I, to-that-named Boston from-that-named Atlanta
le dargu le karce cu klama
via-the road using-the car, go.

Here the selbri is at the end; all the sumti are placed before it. However, the same order is maintained.

Similarly, we may split up the sumti, putting some before the selbri and others after it:

Example 9.3. 

mi la bastn. cu klama la .atlantas.
I to-that-named Boston go from-that-named Atlanta
le dargu le karce
via-the road using-the car.

All of the variant forms in this section and following sections can be used to place emphasis on the part or parts which have been moved out of their standard places. Thus, Example 9.2 places emphasis on the selbri (because it is at the end); Example 9.3 emphasizes la bastn., because it has been moved before the selbri.
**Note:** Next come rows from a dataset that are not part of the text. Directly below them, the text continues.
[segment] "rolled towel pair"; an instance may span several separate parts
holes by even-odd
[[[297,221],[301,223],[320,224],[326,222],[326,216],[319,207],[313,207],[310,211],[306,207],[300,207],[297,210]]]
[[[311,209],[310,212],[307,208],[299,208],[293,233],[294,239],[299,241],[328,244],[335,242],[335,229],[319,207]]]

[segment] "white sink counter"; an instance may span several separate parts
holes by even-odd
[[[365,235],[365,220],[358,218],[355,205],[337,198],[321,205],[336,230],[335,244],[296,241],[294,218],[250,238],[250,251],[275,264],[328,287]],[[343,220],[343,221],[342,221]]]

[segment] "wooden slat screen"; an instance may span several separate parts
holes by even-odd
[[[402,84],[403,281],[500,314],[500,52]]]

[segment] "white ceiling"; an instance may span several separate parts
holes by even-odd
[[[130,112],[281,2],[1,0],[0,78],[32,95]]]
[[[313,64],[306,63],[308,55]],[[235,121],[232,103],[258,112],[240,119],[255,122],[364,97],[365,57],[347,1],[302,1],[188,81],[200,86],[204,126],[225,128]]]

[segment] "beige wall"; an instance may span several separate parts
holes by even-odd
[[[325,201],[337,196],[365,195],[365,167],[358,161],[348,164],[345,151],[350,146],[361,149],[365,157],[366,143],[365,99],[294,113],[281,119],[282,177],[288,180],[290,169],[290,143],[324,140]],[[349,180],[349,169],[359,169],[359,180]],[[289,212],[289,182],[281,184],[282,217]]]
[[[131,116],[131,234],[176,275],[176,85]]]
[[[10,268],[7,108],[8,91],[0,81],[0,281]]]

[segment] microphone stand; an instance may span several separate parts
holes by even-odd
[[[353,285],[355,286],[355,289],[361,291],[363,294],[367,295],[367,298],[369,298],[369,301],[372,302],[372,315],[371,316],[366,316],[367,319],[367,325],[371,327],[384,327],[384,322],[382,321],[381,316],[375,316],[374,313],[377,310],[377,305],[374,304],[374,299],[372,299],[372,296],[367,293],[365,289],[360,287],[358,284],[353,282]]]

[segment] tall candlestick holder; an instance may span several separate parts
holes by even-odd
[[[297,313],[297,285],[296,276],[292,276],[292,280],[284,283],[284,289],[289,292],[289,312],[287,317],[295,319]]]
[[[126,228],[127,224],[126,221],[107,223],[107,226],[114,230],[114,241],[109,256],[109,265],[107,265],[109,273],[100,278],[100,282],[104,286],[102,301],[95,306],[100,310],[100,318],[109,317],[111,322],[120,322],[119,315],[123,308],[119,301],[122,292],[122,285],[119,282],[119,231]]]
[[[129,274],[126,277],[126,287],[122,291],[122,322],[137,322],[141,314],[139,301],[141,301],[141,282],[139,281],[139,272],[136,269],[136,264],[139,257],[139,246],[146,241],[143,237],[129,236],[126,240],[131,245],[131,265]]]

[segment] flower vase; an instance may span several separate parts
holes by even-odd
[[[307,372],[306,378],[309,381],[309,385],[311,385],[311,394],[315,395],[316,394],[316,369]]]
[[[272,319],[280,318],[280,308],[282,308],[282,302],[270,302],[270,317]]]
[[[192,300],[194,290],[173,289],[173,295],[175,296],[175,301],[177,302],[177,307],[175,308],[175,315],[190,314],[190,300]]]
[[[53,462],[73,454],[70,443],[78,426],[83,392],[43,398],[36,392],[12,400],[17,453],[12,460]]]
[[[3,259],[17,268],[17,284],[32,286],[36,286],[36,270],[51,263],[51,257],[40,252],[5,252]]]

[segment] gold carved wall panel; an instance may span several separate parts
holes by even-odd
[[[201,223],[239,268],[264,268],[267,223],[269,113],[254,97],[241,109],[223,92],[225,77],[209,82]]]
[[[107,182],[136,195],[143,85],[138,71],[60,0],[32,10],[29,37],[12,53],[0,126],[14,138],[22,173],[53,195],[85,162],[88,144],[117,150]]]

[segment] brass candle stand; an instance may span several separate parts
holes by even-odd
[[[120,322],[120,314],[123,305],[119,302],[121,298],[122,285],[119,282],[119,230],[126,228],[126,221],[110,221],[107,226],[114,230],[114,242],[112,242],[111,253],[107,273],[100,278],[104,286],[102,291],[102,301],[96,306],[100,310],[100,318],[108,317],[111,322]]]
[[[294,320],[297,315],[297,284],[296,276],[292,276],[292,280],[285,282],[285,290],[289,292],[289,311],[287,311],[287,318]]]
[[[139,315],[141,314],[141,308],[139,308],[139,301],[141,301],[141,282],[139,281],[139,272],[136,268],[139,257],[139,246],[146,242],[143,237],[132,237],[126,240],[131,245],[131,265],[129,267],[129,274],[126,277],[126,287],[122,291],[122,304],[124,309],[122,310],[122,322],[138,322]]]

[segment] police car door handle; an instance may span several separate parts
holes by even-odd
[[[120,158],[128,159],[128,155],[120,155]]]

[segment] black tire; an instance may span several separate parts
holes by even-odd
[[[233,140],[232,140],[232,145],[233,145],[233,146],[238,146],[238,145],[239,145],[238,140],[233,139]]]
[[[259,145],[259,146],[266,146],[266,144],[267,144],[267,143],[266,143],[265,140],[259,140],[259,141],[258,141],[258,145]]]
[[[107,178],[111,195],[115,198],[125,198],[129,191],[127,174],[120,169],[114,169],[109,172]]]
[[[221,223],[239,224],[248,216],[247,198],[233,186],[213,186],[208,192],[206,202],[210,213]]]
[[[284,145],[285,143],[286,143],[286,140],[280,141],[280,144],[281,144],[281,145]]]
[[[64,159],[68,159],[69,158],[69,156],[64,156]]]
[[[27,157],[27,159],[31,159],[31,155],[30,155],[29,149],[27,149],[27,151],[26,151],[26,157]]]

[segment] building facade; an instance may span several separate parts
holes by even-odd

Moving more than one component may dilute this emphasis. It is permitted, but no stylistic significance has yet been established for drastic reordering.

In all these examples, the cmavo cu (belonging to selma'o CU) is used to separate the selbri from any preceding sumti. It is never absolutely necessary to use cu. However, providing it helps the reader or listener to locate the selbri quickly, and may make it possible to place a complex sumti just before the selbri, allowing the speaker to omit elidable terminators, possibly a whole stream of them, that would otherwise be necessary.

The general rule, then, is that the selbri may occur anywhere in the bridi as long as the sumti maintain their order. The only exception (and it is an important one) is that if the selbri appears first, the x1 sumti is taken to have been omitted:

Example 9.4. 

klama la bastn.
A-goer to-that-named Boston
Goes to-Boston
la .atlantas.
from-that-named Atlanta
le dargu
via-the road
via-the road
le karce
using-the car.
using-the car.

Look: a goer to Boston from Atlanta via the road using the car!

Here the x1 place is empty: the listener must guess from context who is going to Boston. In Example 9.4, klama is glossed a goer rather than go because Go at the beginning of an English sentence would suggest a command: Go to Boston!. Example 9.4 is not a command, simply a normal statement with the x1 place unspecified, causing the emphasis to fall on the selbri klama. Such a bridi, with empty x1, is called an observative, because it usually calls on the listener to observe something in the environment which would belong in the x1 place. The third translation above shows this observative nature. Sometimes it is the relationship itself which the listener is asked to observe.

(There is a way to both provide a sumti for the x1 place and put the selbri first in the bridi: see Example 9.14.)

Suppose the speaker desires to omit a place other than the x1 place? (Presumably it is obvious or, for one reason or another, not worth saying.) Places at the end may simply be dropped:

Example 9.5. 

mi klama la bastn. la .atlantas.

I go to-Boston from-Atlanta (via an unspecified route, using an unspecified means).

Example 9.5 has empty x4 and x5 places: the speaker does not specify the route or the means of transport. However, simple omission will not work for a place when the places around it are to be specified: in

Example 9.6. 

mi klama la bastn. la .atlantas. le karce
I go to-that-named Boston from-that-named Atlanta via-the car.

le karce occupies the x4 place, and therefore Example 9.6 means:

I go to Boston from Atlanta, using the car as a route.

This is nonsense, since a car cannot be a route. What the speaker presumably meant is expressed by:

Example 9.7. 

mi klama la bastn. la .atlantas.
I go to-that-named Boston from-that-named Atlanta
zo'e le karce
via-something-unspecified using-the car.

Here the sumti cmavo zo'e is used to explicitly fill the x4 place; zo'e means the unspecified thing and has the same meaning as leaving the place empty: the listener must infer the correct meaning from context.